The draft law will enter into force after it passes two more parliamentary readings and is signed by President Sadyr Japarov, who took over the former Soviet republic in the wake of a deep political crisis sparked by mass protests against official results of parliamentary elections in October that led to resignation of Japarov’s predecessor, Sooronbai Jeenbekov.

HRW said in the statement that it had found that, despite some reforms, existing Kyrgyz laws on countering extremism have been applied unevenly and that its overly broad definition allowed for its misuse against political opponents, journalists, and religious and ethnic minorities.

“The Kyrgyz Criminal Code already contains articles that provide severe penalties for political crimes, such as attempting to violently overthrow the government,” the HRW statement said.

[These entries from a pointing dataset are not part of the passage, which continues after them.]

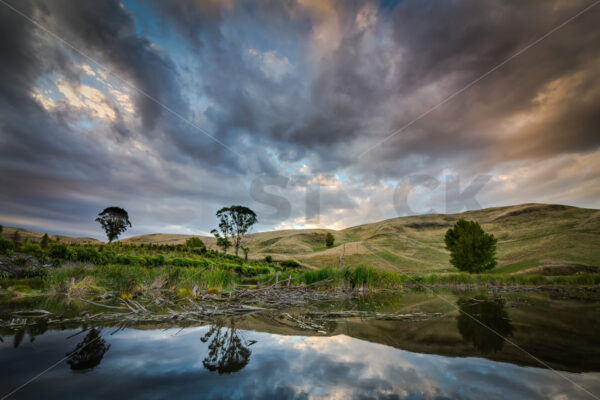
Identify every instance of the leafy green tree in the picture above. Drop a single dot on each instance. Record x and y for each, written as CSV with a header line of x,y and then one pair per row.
x,y
222,242
329,239
234,222
114,221
44,242
471,249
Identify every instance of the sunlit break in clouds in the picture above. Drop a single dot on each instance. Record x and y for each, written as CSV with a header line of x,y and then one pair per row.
x,y
313,113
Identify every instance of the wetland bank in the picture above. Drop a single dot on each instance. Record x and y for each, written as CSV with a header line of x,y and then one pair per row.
x,y
186,320
393,344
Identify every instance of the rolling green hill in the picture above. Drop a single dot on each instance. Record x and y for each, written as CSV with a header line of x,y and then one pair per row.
x,y
531,237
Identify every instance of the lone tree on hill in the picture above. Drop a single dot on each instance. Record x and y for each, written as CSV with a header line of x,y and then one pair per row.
x,y
234,222
114,221
471,249
329,239
222,242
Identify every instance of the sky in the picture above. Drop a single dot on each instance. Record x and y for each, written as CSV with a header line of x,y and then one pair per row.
x,y
314,113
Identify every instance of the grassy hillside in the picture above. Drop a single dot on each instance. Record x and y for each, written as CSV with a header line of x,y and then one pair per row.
x,y
8,233
531,237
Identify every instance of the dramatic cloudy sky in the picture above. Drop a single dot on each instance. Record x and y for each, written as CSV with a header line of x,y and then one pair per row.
x,y
312,112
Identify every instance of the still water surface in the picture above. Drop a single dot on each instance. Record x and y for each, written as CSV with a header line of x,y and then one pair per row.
x,y
439,356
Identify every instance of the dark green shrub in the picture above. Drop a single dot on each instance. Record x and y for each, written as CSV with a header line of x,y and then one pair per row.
x,y
196,244
290,264
58,251
6,246
35,272
20,261
31,248
329,239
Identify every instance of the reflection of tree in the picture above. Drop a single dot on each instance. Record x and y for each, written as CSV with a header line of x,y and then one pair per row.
x,y
228,352
89,352
490,313
34,329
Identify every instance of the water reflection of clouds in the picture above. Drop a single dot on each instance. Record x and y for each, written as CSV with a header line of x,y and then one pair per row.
x,y
157,364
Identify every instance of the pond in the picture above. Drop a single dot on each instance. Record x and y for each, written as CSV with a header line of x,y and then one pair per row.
x,y
410,345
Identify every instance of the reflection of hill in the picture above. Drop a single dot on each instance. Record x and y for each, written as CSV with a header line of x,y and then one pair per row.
x,y
89,352
484,323
228,351
564,338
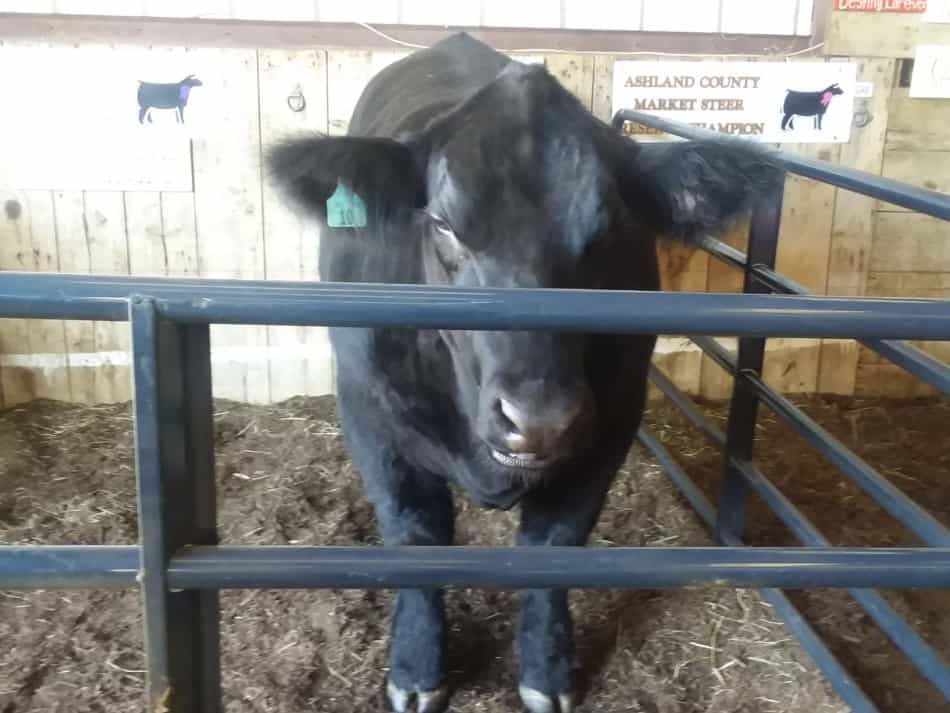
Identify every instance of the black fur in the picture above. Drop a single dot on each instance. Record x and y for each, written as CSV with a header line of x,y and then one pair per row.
x,y
480,171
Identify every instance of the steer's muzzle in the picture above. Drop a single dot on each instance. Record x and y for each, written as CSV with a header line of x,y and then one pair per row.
x,y
535,424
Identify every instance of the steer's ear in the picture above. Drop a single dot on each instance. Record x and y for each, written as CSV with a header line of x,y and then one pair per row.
x,y
383,174
686,190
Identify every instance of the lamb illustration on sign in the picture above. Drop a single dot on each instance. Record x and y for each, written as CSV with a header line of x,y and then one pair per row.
x,y
813,104
165,96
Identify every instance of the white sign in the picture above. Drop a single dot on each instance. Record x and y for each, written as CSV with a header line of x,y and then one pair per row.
x,y
937,11
773,102
931,75
83,120
863,90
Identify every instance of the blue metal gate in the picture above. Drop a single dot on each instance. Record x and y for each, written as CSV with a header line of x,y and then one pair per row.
x,y
180,567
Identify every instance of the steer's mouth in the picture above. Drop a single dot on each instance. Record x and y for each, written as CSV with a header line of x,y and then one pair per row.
x,y
525,461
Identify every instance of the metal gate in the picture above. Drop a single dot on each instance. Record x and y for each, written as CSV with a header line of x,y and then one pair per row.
x,y
180,567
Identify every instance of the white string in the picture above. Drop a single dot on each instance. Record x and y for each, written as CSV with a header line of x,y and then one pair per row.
x,y
637,53
391,39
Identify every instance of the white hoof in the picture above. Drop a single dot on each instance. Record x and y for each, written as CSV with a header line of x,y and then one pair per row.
x,y
538,702
426,701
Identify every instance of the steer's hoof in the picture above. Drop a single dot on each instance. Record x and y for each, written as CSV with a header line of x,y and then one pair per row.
x,y
538,702
426,701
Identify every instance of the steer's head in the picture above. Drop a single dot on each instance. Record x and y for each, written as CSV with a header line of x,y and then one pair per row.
x,y
519,186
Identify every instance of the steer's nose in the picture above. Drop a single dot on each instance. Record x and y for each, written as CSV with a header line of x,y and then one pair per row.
x,y
540,429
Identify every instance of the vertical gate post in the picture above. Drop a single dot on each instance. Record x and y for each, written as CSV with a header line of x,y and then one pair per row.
x,y
174,461
740,431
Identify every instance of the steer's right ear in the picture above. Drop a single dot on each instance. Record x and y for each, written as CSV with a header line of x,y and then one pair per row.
x,y
384,174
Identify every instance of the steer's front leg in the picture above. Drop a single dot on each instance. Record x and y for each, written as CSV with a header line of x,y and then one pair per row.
x,y
561,514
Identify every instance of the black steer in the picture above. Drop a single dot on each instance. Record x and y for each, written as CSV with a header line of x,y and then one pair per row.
x,y
813,104
476,170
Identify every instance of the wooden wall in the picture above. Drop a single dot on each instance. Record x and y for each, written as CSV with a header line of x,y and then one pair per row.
x,y
906,254
233,225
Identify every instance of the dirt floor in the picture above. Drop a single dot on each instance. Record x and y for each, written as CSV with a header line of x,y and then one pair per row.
x,y
66,477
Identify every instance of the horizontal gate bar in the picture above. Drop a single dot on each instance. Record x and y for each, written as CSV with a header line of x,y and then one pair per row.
x,y
930,530
923,656
811,642
280,566
885,189
69,567
910,358
54,296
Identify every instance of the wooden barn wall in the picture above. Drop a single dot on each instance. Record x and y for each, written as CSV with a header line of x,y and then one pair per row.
x,y
233,225
907,254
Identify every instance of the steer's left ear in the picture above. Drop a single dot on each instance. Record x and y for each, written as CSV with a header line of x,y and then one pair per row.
x,y
383,174
686,190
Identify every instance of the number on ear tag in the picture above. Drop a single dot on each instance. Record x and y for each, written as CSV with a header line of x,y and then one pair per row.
x,y
345,209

“Following months of political tensions, the Kyrgyzstan government should show its citizens and the world that it still supports strong human rights standards. These amendments to the legal codes should be rejected if Kyrgyzstan hopes to stay true to its international human rights commitments,” Sultanalieva said.

Japarov has praised the constitutional changes, which he initiated, saying they are needed to create a strong central branch of government to “establish order.”

In a March report, the watchdog Freedom House singled out Kyrgyzstan as being among nations recording the biggest losses in scores for political rights and civil liberties.

The report said Japarov has “advanced a new draft constitution that could reshape Kyrgyzstan’s political system in the mold of its authoritarian neighbors.”